When you work in a large institution you are subject to highly centralised IT policies. You can understand what happens in such cultures, as their mission is not innovation, research, or teaching, but to ensure that the network is there all the time, works properly, and is not abused. Network integrity.
At my particular university this august group is known as ITS, Information Technology Services. I think the Services part is mock serious. They listen, and they certainly have done well in terms of the blogs my students run (we install them ourselves but they are happy to allow them), but we now have a rather substantial firewall. The Great Firewall.

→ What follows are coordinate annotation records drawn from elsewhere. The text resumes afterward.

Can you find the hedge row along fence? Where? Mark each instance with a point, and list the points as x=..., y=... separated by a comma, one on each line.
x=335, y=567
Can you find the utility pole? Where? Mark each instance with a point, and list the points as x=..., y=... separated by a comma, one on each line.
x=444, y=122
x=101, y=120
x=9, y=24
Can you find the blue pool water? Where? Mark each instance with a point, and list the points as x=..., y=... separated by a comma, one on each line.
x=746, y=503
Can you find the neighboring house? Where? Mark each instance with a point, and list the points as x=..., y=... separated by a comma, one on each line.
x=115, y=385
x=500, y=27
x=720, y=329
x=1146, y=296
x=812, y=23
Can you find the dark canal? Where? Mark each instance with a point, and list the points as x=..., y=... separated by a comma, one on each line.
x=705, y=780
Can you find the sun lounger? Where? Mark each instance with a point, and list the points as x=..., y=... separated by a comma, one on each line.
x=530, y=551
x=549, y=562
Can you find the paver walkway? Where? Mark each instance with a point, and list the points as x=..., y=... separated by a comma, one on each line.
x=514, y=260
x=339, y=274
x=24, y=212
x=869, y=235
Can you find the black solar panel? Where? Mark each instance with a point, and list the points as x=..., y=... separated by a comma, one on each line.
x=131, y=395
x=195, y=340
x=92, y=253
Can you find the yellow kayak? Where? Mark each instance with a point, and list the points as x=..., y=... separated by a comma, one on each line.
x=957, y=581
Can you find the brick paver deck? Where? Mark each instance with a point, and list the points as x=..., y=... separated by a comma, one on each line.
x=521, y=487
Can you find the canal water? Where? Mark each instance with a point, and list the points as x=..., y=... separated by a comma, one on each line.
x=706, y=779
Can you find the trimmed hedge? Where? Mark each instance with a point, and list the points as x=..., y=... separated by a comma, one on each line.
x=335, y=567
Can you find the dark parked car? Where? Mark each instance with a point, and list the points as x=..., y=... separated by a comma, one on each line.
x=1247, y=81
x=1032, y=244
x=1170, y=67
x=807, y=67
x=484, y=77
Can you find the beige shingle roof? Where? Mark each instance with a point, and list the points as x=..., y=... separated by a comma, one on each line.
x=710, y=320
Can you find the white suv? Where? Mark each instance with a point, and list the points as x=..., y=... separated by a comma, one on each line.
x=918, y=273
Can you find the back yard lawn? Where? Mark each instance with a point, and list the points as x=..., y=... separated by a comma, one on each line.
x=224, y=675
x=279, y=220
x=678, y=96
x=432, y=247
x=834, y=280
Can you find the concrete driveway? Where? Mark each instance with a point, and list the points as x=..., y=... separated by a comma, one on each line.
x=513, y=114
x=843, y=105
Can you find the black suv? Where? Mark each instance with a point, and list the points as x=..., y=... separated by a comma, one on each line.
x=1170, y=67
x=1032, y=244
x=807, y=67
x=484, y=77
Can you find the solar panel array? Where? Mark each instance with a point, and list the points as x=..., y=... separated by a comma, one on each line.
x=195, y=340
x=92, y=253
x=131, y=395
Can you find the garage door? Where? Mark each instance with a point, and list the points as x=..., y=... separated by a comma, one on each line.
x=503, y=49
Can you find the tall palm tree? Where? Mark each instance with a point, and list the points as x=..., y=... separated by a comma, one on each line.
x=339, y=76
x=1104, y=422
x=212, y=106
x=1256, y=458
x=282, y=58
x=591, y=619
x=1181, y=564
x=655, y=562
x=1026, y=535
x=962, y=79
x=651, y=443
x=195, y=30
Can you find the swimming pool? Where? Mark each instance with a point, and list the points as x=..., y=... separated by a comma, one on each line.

Now firewalls make sense for all sorts of reasons, but it also means that for such institutions the default point you begin from is to largely shut everything except the obvious, and then possibly open others if and when someone makes a case. Hence I can no longer use my RSS client, ANT (video aggregation), most of the chatter that blogs rely on (pings and the like) is now broken, and I suspect, though haven’t had a chance to confirm, that I can no longer video conference using iChatAV. Various software products can no longer check for updates automatically.
Unfortunately, there isn’t a single thing in all of this that I can simply point to and say, “see, I can’t do my job”. Yes, it is really going to stuff up my second year curriculum, yes it seriously hinders my day to day teaching, research, and administration, but in each case the onus is on me, more than ITS, to demonstrate the legitimacy of the task. For example the blogs. We have a similar body, LTS (Learning Technology Services) who provide vast resources for elearning. The question to me is “why don’t I just use LTS?”, after all, this is their purpose. I can answer that they don’t have blogs (ah, “what’s wrong with the journal software though?”), everything is firewalled (“does it matter that student work is public, I mean, what if they’re writing something they shouldn’t?”), and students can’t customise and break things as they ought. But from a particular point of view, the problem is with me. It is an argument I need to make, if only because in such an environment innovation becomes stifled, or I could move to the computer science department (kidding) where, like in all universities, institutions like ITS know to leave well alone.
I’m the empowered user here. I can work out what ports I need opened and try and make a case for it. But what about everyone else? Just imagine all the possibilities that will not even be able to present themselves as possibilities because staff can’t even see them in the first place (download Skype, just doesn’t work because of the firewall, but the average user doesn’t know this, so it becomes another example of the ‘problem with computers’). It is a bit like not letting some academics have access to particular library shelves, unless you’re really really clever at finding that the shelf is actually there.